Underlying Net Profit (excluding fair value changes of investment properties) Increased by 3.5% to HK$67.5 Million;
Declared Interim Dividend of 4.0 HK Cents per Share
HONG KONG — Grand Ming Group Holdings Limited (the “Company” and together with its subsidiaries, the “Group”, stock code: 1271.HK) today announces its interim results for FH 2017/18.
Highlights
– Recorded revenue for the six month ended 30 September 2017 (“FH 2017/18”) of approximately HK$815.0 million, an increase of approximately 58.4%.
– Attained net profit of approximately HK$71.4 million for FH 2017/18. Excluding the effect of fair value gains on investment properties, the Group recorded an underlying net profit for the period of approximately HK$67.5 million, increased by approximately 3.5%.
– Interim dividend of 4.0 HK cents per share is declared to pay
Total revenue of the Group for FH 2017/18 was recorded at approximately HK$815.0 million, representing an increase of approximately 58.4% from approximately HK$514.6 million for the six months ended 30 September 2016 (“FH 2016/17”).
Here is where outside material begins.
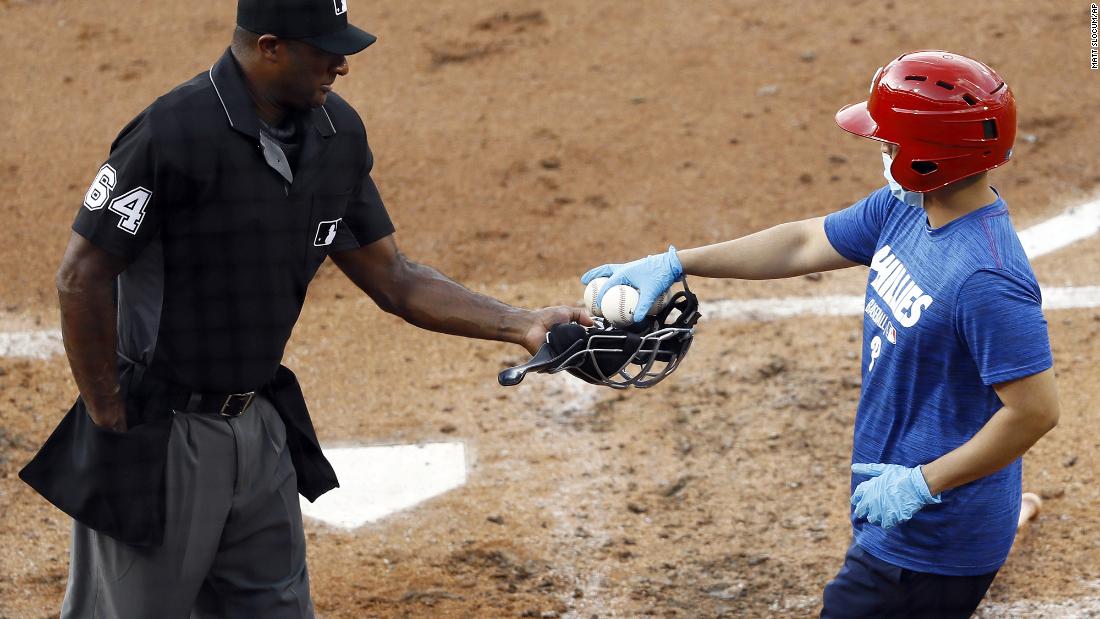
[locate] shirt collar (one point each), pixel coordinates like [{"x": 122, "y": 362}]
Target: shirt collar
[{"x": 228, "y": 80}]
The increase in revenue was mainly attributable to the construction project at Kai Tak, Kowloon for which the construction work commenced in June 2016 and was in full swing during the period under review.
The Group’s net profit for FH 2017/18 amounted to approximately HK$71.4 million (FH 2016/17: approximately HK$125.5 million), a decrease of approximately 43.1% relative to the corresponding period last year. This was mainly due to the fair value gain from revaluation of the Group’s investment properties relating to high-tier data centre not being as significant as that for FH 2016/17. Excluding such fair value gains on investment properties, the Group recorded an underlying net profit of approximately HK$67.5 million for FH 2017/18, representing an increase of 3.5% or HK$2.3 million when compared to FH 2016/17.
The Board declares to pay an interim dividend of 4.0 HK cents per share, representing a payout ratio of approximately 42.1%.
During FH 2017/18, the Group’s construction segment concluded with satisfactory performance, having generated HK$740.6 million in revenue, an increase of 68.0% compared to the same period of previous year. This is mainly attributable to the greater recognised revenue from the construction project at Kai Tak, Kowloon, which was in full swing in FH 2017/18. As at 30 September 2017, the gross contract value of the construction projects in progress amounted to approximately HK$1.48 billion.
The revenue derived from data centre premises leasing business slightly decreased by approximately 2.2% or HK$1.6 million, from approximately HK$73.8 million for FH 2016/17 to approximately HK$72.2 million for FH 2017/18 which is mainly due to the reduction of rental related income received from the customers for their electricity consumption. During FH 2017/18, a high utilisation rate in iTech Tower 1 was sustained and contributed a stable rental income for the Group, whereas a satisfactory occupancy in iTech Tower 2 also saw a gradual climb in rental income.
For the property development segment, the general building plan of the Group’s first property development project in Sai Shan Road, Tsing Yi, New Territories, which was acquired in May 2016, had been approved with a gross floor area of approximately 400,000 square feet for private residential purposes. Development is envisioned to be two blocks of 30-storey residential buildings together with club house facilities and car parks. The development shall be completed and made fit for completion on or before 30 September 2024.
In order to enrich its property portfolio, the Group had entered into an agreement on 30 August 2017 for the purchase of an en-bloc residential building located at No. 279 Prince Edward Road West, Kowloon through acquisition of the entire interests of Market Rise Limited and its wholly-owned subsidiary, Able Business Development Limited. The property comprises 18 residential units and a clubhouse with permitted gross floor area of approximately 39,420 square feet. The occupation permit and certificate of compliance of the property had been obtained.
Mr. Chan Hung Ming, Chairman and Executive Director of Grand Ming Group Holdings said, “Realising that our long-standing expertise in the building construction sector could complement well the property development business, we had grasped the opportunity in 2016/17 to diversify the Group’s business to property development by successfully tendering the government land in Sai Shan Road, Tsing Yi. In the first half of 2017/18, we further enrich our land bank by acquiring an en-bloc completed residential building at 279 Prince Edward Road West, Kowloon. We will proactively searches for channels to expand the land bank to strengthen our property development business. As for our construction business, the future of the industry presents a bright outlook with a mix of ongoing labour-related challenges. We continue to pursuit a prudent strategy to strike a balance between tendering new construction projects and reasonable profit margin. Lastly, investment in data centre infrastructure will be geared towards upgrades and careful considerations in developing the third high-tier data centre. In summary, the Group will continue to grow the businesses with tactful and strategic plans.”